Gemma Bovery è una creatura cinematografica che sperimenta e si plasma nel corso di un’accesa lotta tra il peso di un Nome ed il libero arbitrio. Un po’ prototipo Letterario, un po’ Graphic Novel, la pellicola è manovrata da una regìa vigile ma discreta, tesa a riadattare ed amalgamare il tutto elegantemente, senza guardare tutto troppo da vicino. Anne Fontaine è così discreta da mandare qualcun altro, un personaggio coinvolto, a spiare e supervisionare al posto suo.

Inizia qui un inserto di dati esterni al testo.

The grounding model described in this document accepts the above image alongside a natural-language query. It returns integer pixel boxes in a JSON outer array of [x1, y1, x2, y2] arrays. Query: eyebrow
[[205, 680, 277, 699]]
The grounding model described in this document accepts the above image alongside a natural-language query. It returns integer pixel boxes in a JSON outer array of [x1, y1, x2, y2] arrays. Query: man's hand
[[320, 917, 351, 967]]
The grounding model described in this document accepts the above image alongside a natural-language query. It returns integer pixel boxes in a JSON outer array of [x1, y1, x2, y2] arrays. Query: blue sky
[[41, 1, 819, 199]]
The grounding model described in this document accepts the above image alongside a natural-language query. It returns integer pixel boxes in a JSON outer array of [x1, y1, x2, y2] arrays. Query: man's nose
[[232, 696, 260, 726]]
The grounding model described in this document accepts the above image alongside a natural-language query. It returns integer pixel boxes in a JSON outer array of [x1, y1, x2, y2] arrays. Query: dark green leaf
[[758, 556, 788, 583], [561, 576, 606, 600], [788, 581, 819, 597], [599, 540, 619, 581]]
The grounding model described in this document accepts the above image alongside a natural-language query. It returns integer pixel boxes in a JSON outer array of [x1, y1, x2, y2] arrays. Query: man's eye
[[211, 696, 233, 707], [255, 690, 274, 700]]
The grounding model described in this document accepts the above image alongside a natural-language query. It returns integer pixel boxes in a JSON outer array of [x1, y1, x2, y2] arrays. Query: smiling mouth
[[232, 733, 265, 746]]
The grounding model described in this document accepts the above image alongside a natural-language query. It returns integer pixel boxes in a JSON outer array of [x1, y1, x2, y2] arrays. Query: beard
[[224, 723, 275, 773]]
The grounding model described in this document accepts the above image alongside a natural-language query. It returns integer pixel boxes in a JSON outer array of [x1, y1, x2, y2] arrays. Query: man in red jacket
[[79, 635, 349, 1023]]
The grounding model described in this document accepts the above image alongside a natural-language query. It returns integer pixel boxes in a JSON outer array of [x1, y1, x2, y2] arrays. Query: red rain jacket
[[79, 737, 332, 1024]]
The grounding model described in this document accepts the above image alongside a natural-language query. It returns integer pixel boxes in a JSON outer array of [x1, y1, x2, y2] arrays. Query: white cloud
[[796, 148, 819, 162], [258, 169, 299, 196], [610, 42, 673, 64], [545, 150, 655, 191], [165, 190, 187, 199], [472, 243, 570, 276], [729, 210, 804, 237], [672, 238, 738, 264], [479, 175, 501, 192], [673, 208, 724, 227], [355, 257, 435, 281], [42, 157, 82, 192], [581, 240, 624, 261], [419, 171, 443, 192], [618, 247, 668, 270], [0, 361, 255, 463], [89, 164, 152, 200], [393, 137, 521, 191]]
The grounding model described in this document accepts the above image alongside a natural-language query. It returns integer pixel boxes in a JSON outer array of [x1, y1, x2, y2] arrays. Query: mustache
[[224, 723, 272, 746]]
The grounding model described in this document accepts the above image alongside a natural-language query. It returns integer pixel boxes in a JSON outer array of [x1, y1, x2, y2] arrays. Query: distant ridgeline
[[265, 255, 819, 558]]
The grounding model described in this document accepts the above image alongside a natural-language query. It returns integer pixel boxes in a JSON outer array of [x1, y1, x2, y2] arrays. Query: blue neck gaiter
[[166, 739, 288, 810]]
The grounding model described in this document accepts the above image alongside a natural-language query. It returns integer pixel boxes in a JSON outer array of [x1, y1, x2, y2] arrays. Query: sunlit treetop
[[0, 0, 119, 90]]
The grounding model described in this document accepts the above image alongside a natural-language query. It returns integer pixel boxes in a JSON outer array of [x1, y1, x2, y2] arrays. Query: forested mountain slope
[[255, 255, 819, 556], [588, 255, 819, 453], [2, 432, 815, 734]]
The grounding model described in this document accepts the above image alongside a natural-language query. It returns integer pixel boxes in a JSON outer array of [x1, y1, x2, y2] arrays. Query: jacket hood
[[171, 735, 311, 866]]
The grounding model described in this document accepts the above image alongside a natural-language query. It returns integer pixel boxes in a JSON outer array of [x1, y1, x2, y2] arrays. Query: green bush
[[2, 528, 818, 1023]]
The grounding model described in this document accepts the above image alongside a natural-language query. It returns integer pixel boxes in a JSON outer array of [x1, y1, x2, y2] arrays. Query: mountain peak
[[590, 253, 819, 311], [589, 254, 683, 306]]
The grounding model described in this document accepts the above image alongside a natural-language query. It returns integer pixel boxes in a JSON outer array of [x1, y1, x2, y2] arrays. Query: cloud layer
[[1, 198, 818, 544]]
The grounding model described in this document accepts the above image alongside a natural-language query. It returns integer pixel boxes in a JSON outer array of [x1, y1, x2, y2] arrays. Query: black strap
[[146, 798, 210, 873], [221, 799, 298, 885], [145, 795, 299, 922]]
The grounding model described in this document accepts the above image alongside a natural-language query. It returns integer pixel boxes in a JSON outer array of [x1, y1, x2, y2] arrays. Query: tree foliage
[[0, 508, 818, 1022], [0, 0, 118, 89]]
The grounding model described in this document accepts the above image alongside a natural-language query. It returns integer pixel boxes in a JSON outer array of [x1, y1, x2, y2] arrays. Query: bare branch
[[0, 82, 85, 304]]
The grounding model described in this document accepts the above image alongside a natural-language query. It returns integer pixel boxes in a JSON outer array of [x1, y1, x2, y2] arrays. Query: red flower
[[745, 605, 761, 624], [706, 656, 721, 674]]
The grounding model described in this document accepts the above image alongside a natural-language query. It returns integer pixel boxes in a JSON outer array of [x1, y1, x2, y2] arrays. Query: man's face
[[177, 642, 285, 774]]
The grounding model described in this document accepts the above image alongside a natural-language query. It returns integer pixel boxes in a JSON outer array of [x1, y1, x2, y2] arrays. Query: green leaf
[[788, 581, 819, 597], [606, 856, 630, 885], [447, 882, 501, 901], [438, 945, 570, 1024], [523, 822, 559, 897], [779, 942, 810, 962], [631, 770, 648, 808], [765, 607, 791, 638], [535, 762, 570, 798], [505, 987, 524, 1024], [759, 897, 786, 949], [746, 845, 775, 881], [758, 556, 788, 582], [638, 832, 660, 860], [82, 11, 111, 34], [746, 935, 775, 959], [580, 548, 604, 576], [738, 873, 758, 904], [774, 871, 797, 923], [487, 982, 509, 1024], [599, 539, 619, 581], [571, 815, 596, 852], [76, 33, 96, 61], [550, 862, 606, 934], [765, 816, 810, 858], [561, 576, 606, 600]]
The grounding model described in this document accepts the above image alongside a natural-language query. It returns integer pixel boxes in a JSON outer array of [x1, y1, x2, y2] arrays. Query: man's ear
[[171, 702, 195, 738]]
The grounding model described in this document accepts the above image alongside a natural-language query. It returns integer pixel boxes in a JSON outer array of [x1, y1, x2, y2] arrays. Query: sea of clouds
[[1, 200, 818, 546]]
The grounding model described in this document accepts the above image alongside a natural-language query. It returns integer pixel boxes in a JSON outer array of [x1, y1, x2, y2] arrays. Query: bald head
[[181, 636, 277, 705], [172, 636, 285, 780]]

Martin (Fabrice Luchini) è spettatore, protagonista e servo vigile del teatro di posa ed è il vero Deus ex machina che manovra, volontariamente e non, la prospettiva ed il susseguirsi degli eventi. Gemma risveglia i suoi sensi addormentati, come quelli della Normandia in cui si svolgono i fatti (immortalata nella stagione migliore) ed incarna il suo amore per Flaubert, fondendosi idealmente con i suoi libri e la sua panetteria. Le luci sono calde, morbide. Il pane è onnipresente e protagonista. Tutte le donne, meno la protagonista, sono spigolosissime, all’esterno come all’interno.
Il cinema francese è sempre quella straordinaria creatura ibrida mezza Teatro e mezza Grande Schermo. Gemma incarna le donne di quel filone letterario che condanna quella capacità, tutta femminile, di morire tragicamente in nome dell’amore.
A cavallo tra Cinema e Teatro, Commedia e Dramma, lo spettatore non sa mai se (e quando) ridere o piangere. Il finale vale tutti gli altri 98 minuti di Film.